Shortest human was 21½ inches tall. No specifics on the length of his 8’3" friend’s penis.

Do you mean you have a high temperature, or that you’re extraordinarily attractive to the opposite sex?

If the latter, can it be a Hulk-like superpower that you gained from exposure to radiation? That always works in the comics

Mosquitoes kill more people than any other insect. Here is what mosquito larvae look like.

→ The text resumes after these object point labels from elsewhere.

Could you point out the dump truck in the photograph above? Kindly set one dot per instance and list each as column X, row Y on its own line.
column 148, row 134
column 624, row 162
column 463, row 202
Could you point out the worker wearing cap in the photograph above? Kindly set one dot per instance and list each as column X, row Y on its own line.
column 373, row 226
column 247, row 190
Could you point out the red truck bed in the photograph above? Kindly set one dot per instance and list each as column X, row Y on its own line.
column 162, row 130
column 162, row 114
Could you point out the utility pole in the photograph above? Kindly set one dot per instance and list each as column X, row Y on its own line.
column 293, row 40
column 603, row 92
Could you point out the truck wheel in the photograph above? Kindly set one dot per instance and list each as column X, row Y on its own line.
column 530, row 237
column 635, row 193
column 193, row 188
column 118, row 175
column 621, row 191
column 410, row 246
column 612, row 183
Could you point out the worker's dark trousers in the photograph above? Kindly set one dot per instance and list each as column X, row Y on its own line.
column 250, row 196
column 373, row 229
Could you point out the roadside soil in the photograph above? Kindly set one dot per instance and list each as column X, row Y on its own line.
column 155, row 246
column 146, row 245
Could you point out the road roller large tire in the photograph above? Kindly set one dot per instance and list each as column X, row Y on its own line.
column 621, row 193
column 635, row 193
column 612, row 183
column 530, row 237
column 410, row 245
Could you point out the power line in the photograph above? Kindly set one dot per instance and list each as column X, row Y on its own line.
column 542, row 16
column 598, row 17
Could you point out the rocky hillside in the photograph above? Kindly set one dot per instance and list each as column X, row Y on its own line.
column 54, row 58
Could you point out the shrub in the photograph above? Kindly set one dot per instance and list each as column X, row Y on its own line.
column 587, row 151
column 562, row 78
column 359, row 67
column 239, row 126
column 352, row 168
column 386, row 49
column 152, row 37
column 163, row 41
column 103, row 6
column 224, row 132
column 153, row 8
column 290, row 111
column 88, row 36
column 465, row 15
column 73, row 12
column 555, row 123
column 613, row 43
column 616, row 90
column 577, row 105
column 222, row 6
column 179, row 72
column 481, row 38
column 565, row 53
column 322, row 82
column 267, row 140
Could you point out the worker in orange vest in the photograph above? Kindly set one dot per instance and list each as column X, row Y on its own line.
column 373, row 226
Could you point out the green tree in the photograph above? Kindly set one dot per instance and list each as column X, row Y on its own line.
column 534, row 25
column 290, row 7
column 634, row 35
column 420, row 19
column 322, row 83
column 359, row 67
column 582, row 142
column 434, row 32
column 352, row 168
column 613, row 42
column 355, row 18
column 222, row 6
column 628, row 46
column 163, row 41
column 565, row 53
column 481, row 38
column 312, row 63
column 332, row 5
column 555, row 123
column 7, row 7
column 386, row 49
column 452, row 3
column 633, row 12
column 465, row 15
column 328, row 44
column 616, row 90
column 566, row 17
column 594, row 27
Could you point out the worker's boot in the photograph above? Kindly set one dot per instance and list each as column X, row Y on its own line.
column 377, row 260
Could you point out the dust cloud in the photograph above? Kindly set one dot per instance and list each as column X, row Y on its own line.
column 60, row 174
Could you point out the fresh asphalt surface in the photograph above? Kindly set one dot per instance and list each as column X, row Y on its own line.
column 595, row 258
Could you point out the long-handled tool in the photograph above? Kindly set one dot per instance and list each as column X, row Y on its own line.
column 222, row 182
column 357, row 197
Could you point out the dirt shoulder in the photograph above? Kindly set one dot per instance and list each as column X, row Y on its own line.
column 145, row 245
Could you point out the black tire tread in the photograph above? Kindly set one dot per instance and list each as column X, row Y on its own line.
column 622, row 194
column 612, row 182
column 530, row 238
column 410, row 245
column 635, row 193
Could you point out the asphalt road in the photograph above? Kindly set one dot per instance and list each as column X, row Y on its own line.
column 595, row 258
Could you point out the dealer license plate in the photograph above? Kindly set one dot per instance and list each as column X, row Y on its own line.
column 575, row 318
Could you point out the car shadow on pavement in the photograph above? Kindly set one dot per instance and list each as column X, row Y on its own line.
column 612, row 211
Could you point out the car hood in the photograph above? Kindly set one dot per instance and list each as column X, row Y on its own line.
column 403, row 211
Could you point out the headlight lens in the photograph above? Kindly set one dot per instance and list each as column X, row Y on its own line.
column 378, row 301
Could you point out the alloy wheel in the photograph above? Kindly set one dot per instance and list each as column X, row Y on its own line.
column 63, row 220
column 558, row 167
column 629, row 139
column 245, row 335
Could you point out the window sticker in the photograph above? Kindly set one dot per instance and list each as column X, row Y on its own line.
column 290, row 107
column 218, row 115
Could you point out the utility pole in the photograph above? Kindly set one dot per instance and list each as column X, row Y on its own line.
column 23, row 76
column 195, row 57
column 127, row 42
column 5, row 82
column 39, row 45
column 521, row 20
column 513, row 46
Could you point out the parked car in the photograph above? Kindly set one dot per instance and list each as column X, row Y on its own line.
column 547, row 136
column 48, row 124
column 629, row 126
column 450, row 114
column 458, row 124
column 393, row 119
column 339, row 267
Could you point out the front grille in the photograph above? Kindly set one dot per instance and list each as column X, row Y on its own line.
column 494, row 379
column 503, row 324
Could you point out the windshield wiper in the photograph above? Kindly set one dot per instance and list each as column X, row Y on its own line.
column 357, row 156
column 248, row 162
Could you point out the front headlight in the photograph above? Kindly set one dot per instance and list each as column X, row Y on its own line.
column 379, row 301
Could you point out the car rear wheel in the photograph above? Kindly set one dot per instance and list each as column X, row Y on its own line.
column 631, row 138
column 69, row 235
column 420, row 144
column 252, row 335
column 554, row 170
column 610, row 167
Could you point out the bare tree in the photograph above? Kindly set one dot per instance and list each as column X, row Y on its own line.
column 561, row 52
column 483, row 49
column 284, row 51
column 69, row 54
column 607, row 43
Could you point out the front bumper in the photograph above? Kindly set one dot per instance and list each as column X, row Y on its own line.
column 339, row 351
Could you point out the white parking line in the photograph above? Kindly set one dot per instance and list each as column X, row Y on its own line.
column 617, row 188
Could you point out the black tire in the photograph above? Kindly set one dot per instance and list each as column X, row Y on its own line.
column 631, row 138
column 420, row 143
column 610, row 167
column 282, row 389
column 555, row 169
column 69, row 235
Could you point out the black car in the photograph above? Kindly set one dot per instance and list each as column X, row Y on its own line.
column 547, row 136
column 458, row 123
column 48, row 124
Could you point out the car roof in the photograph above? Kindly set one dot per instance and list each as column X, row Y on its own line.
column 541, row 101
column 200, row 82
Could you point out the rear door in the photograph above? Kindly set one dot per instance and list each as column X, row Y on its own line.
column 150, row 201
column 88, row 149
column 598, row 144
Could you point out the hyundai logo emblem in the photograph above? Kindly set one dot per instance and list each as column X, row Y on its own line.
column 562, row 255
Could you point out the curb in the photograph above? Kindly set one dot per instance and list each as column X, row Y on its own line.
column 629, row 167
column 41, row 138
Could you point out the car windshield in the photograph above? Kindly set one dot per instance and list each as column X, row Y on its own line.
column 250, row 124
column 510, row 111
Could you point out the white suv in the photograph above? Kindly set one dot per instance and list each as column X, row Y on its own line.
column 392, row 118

I think you mean mosquito-borne diseases?

@Treppenwitz wrote about a haemophiliac bicycle racer. My brother once went to a bike racing camp. He was out-classed by the rest of the guys. He was by far the oldest in the group, and the only one with unshaved legs. He explained to me that the shaving wasn’t for aerodynamics. It’s because when you crash, as everyone eventually does, first aid is easier on shaved legs.

-=Linky=-

New Orleans is going to rename about 20 schools for reasons. The link is to a list of about 200 proposed names. One of them is NO Merit High.

I’ll have to think about that. I suspect that the mosquito bite itself isn’t inherently deadly because a lot more people would die if it were. On the other hand, without the mosquito a lot of the diseases wouldn’t be transmitted in the numbers they are. Maybe it’s like a gun and bullets—neither’s very deadly without the other.

Considering how much effort public health officials exert in an attempt to control mosquito populations, it would seem that mosquitoes are a critical part of the problem.

Background information: in Japan when people leave their house for work, school or to run an errand, they will say “itte kimasu” which means “I’m going and will come back.” People will also say that when going on sales calls, business trips or other errands from work.

I just learned that kamikaze pilots would just say “ikimasu” which means “I’m going” (without the return part.)

I’m reading a history of prohibition and found some fascinating. For instance, the dry forces were behind the Seventeenth (income tax) amendment as a way of preparing for the Eighteenth (prohibition). One of the arguments was that the government was funded by excise taxes on liquor, so an income tax created a new source of funding.

They also pushed for the Nineteenth Amendment (votes for women), thinking women would support prohibition.

Walgreens became a major player in the pharmacy business due to Prohibition. They weren’t bootleggers, but pharmacies were allowed to sell liquor for medical purposes. They (and many other drugstores) would accept anything resembling a prescription and sell brand name liquor with their labels intact (or faked).

There also was a major increase in the number of Jewish congregations, which could legally use sacramental wine.

Nitpick: 16th Amendment. The 17th dealt with the direct election of senators.